I closed that bar. Sang every Beatles song in the book. Made Somoan friends.
i got really high and listened to the spongebob squarepants theme song and, i swear to god, it was in german.
I sent out a mass text that said "margaritas for Jesus?" and nobody responded, worst Easter ever.
just had a memory of me telling homeless mark that it was the year of the bunny and he said "you da bunny, girl"
Just woke up with my keys in one hand and cheesecake in the other.
just did a beer bong in the shower while i was taking an actual shower its officially football time
I offered to buy ihop waffles for all the homeless people outside the metro. It was time to go to bed.
As your attorney I advise you to rage rapidly
My chin is breaking out a bit and feels all itchy and burny like I'm allergic to something.
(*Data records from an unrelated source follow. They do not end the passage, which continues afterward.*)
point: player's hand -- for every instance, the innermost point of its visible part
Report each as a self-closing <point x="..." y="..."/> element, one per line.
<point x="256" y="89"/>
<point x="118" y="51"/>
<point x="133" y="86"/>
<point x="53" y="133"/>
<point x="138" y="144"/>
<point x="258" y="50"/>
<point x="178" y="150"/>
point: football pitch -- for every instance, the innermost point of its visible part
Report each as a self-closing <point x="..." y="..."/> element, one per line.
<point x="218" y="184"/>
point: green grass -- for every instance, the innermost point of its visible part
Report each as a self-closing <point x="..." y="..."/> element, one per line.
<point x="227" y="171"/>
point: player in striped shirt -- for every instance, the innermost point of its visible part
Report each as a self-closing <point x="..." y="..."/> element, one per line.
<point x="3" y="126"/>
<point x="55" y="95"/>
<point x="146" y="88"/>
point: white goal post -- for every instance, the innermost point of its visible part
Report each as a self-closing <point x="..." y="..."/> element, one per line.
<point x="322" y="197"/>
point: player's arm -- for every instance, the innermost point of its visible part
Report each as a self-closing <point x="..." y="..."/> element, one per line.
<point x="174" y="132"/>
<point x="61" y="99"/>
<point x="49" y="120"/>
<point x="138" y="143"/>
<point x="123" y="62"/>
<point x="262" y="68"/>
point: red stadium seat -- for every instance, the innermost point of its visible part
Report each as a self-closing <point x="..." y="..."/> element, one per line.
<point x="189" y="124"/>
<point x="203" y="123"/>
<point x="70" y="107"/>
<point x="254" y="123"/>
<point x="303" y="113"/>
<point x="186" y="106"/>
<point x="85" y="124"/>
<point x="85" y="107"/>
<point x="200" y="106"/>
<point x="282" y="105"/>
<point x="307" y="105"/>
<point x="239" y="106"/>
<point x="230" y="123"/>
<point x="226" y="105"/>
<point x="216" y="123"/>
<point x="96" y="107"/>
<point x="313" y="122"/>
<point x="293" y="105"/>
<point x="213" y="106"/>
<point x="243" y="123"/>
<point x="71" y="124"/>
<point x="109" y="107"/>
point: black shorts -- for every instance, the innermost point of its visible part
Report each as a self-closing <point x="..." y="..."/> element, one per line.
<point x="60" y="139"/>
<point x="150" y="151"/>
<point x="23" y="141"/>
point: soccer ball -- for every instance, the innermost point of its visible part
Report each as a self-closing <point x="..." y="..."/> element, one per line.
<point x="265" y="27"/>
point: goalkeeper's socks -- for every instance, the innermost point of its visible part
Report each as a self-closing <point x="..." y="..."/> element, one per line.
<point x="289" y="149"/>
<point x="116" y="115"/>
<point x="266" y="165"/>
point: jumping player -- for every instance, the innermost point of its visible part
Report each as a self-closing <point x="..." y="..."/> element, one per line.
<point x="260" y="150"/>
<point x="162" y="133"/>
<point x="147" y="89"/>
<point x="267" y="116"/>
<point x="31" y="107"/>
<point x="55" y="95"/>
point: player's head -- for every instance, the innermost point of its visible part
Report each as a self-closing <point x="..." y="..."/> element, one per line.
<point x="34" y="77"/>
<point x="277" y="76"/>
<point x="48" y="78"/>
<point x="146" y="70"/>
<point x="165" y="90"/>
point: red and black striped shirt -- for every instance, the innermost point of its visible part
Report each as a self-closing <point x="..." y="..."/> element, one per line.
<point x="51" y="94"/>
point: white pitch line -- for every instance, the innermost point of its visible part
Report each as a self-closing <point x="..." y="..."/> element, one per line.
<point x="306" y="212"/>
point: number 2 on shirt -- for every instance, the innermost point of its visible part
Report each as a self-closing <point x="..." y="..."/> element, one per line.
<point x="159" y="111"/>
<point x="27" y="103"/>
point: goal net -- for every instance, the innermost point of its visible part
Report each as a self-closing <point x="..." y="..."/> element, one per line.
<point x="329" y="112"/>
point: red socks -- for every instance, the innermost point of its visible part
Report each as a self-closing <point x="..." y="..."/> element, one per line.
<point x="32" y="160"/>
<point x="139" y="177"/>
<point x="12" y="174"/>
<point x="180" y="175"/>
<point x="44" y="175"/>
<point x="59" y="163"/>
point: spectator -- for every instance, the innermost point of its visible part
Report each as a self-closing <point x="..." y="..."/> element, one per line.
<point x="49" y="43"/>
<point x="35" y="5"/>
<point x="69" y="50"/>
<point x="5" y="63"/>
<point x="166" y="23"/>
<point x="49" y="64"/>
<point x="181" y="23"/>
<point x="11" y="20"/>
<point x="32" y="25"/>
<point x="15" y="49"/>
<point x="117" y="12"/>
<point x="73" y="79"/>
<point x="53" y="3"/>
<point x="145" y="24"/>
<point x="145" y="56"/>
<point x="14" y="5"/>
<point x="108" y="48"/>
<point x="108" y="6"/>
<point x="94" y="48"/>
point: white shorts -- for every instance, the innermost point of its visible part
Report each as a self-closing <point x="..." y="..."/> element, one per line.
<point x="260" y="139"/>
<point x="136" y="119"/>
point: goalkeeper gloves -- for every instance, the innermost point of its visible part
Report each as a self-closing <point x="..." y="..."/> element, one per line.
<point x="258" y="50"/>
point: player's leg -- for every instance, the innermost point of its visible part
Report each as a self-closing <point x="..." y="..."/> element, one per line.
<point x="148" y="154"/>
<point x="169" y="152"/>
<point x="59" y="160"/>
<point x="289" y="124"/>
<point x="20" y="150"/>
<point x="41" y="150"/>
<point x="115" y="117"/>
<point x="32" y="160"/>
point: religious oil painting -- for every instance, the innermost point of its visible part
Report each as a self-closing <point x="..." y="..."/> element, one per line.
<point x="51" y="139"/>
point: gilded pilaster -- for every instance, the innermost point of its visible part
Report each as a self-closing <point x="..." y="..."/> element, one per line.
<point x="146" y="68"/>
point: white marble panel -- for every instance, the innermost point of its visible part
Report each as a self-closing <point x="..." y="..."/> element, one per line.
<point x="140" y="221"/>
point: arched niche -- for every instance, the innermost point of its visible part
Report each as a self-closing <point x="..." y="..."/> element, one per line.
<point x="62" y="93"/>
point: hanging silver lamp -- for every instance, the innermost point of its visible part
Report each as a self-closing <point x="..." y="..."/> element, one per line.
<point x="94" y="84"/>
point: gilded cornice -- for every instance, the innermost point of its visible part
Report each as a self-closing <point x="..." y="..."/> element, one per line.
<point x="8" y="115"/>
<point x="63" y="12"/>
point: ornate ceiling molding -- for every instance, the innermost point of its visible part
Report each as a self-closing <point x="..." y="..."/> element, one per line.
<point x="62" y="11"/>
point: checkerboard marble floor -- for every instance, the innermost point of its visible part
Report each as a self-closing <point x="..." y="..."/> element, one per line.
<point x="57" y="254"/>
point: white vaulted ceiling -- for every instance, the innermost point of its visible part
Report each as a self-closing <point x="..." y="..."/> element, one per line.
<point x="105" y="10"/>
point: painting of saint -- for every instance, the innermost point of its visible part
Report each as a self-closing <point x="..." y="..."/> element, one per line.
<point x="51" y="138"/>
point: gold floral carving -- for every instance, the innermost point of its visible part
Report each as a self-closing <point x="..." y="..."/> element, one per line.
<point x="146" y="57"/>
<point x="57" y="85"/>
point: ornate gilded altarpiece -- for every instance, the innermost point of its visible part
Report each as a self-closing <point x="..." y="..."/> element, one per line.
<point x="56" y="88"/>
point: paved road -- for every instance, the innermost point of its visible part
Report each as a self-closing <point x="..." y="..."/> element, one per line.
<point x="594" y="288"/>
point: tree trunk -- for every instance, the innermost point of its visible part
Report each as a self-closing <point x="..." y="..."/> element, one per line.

Are you using a new lotion on your balls?
So that groomsmen was naked under his kilt. Also I just had sex in the elevator. And yes, those two updates are definitely related.
So we came to a decision, you need to fuck your hot roommate and send us pictures. We voted, so don't hate the democracy this great country stands for
Do you think it's wrong for me to hop on that dick before he realizes that he's gay?
He just started dry humping the air... I'm done
You ask to touch his thighs ten times and called them magnificent.....need I say more
We kept having to tell you that you couldn't just sit wherever you wanted at Walmart. Sitting in the middle of the raw meat section was unacceptable and children were staring at you.